Make the Season Bright

by Dec 31, 2006Events

Make the Season Bright

ErinRua and Sevilodorf

From “The Ring Goes South”

For many sunless days an icy blast came from the Mountains in the east,
and no garment seemed able to keep out its searching fingers. …They
slept uneasily during the middle of the day, in some hollow of the
land, or hidden under the tangled thorn bushes that grew in thickets in
many places. In the late afternoon, they were roused by the watch, and
took their chief meal: cold and cheerless as a rule, for they could
seldom risk the lighting of a fire.

1 Yule 3018 SR

A jingly thump awoke Frodo from a pleasant dream of his Aunt Dora
Baggins urging him to take his fill of ginger snaps and mince pie.

“Clod foot! You’ve gone and woke him up, Pippin.” Merry stepped over
his cousin’s outstretched legs and nodded to Frodo. “Evening, Frodo.”

Frodo muttered a reply and jerked his blanket free of Pippin’s fumbling
attempts to untangle himself from Sam’s cooking utensils. Wrapping his
blanket over his head, he attempted to return to sleep. Aunt Dora’s
baked goods, dream though they might be, would certainly be better than
the cold, cheerless meal he’d soon eat. But Sam’s voice, laced with
irritation, put paid to his hope of snatching a few more winks.
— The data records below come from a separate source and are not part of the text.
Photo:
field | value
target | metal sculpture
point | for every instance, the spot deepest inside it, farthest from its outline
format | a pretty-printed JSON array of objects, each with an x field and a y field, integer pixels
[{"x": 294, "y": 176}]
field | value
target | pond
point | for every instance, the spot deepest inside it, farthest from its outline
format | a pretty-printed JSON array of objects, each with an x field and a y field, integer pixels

“If he’s made a dent in my best kettle, I’ll give his share of…”


With a groan, Frodo opened his eyes in time to see Sam drop an armload
of firewood and clap his hands over his mouth. As two of the sturdier
logs landed on his toes, Pippin yelped and fell to land atop Sam’s pack
once again.

“His share of what?” Frodo could not resist teasing.

“Never you mind, Mister Frodo.” Sam pulled Pippin to his feet, and set
about starting a fire. “You’ll find out soon enough. Strider said we
might have a bit of a fire and a late start. So Master Merry and I
thought it’d be best to go ahead with the celebrating tonight. Given we
don’t know for certain if we’ll be havin’ a fire tomorrow.”

“Celebrate?” Frodo asked.

“Here’s part of it, Sam,” Merry said, pulling a paper wrapped bundle from the depths of his pack.

“And I’ve got the other. If Mister Pippin hasn’t squashed it all to jelly.”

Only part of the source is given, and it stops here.